Repercussão de artigo de Gilberto Paim publicado em Agitprop, editoria do Portal Vitruvius:"Obra de Lucio Costa em ruína", artigo de Affonso Romano de Sant'Anna publicado no Caderno C do jornal Correio Braziliense, Brasília, 30 dez. 2007

Abilio Guerra: Como se deu o processo de degradação do hotel?

Maria Helena Flores Guinle: A evolução da indústria de turismo no Brasil e no mundo exigiu das redes hoteleiras um processo de radicais transformações. A rede de Friburgo, a partir do final dos anos 80 não conseguiu responder a essas exigências. A já mencionada preferência dos turistas para o litoral veio se somar a essa situação, como mais um elemento complicador.

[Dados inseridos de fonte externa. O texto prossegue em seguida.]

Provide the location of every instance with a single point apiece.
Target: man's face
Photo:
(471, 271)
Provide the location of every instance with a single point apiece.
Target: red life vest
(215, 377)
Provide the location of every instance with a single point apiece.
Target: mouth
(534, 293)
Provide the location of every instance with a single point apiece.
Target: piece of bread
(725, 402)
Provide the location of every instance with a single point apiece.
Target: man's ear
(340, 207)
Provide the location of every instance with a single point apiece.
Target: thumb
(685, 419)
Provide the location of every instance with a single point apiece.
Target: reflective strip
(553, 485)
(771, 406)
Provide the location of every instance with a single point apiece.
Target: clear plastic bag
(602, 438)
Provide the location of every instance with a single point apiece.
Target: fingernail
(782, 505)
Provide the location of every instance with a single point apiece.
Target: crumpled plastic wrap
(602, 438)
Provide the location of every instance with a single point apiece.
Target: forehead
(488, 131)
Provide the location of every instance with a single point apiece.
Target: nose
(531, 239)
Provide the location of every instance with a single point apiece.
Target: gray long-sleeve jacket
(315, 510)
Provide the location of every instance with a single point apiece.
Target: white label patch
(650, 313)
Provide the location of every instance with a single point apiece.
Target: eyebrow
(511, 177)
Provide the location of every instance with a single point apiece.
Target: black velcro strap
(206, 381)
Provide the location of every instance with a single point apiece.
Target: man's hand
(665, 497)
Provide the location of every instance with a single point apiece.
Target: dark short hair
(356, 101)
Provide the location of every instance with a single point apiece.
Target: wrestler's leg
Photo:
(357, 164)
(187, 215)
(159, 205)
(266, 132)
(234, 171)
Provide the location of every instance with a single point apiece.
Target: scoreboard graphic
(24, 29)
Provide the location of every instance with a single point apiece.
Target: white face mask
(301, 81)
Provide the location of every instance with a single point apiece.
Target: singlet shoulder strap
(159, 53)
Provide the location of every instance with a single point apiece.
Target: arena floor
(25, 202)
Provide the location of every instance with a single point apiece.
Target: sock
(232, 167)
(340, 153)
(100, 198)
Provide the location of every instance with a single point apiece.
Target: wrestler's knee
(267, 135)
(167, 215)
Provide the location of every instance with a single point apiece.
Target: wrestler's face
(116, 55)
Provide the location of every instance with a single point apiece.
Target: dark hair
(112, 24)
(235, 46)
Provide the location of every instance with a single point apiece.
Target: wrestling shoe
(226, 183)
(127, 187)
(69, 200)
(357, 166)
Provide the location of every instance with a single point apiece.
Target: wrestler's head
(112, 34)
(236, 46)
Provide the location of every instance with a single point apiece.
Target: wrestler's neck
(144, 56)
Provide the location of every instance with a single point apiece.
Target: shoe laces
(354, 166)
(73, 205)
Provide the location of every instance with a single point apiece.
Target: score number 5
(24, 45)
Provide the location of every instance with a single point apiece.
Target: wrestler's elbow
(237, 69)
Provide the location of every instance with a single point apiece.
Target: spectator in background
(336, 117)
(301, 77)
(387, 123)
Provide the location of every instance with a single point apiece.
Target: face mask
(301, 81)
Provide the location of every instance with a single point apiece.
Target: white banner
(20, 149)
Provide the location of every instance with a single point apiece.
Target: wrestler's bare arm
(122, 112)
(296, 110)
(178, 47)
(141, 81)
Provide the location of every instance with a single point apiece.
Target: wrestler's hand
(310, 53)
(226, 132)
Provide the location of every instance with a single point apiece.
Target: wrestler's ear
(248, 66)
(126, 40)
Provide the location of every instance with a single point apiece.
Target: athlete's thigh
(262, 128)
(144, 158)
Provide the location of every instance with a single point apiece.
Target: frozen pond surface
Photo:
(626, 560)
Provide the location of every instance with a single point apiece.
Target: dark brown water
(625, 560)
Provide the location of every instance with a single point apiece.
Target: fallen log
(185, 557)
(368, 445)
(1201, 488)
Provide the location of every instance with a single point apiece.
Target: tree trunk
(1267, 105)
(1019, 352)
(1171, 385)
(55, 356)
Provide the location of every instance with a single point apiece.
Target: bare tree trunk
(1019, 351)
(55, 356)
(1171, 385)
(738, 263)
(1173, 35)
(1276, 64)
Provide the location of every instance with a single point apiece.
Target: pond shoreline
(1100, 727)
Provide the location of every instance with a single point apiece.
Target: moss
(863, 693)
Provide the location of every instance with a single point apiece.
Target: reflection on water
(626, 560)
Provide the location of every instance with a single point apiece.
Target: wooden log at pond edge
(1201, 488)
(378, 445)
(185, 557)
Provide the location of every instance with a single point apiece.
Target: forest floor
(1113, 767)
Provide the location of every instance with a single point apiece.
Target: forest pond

Em Friburgo, um hotel grande e importante – o Sans-Souci – fechou suas portas em meados dos anos 90. Outros hotéis como o Hotel Olifas e o Hotel Floresta deram sinais de crise. O mesmo se deu no Park Hotel. A hospedagem caiu sensivelmente, embora os serviços de restaurante mantivessem uma razoável clientela.

Ao longo da existência do Park Hotel, César Guinle sempre forneceu os meios de fazer reformas e reparos no hotel. Sua firma, Construtora Parque São Clemente, tinha pessoal qualificado e materiais de reposição (peças de eucalipto, por exemplo) para atender as necessidades do imóvel. No período em que ele adoeceu, de 1980 a 1989 – quando veio a falecer - não foi possível dar a mesma qualidade de manutenção ao hotel.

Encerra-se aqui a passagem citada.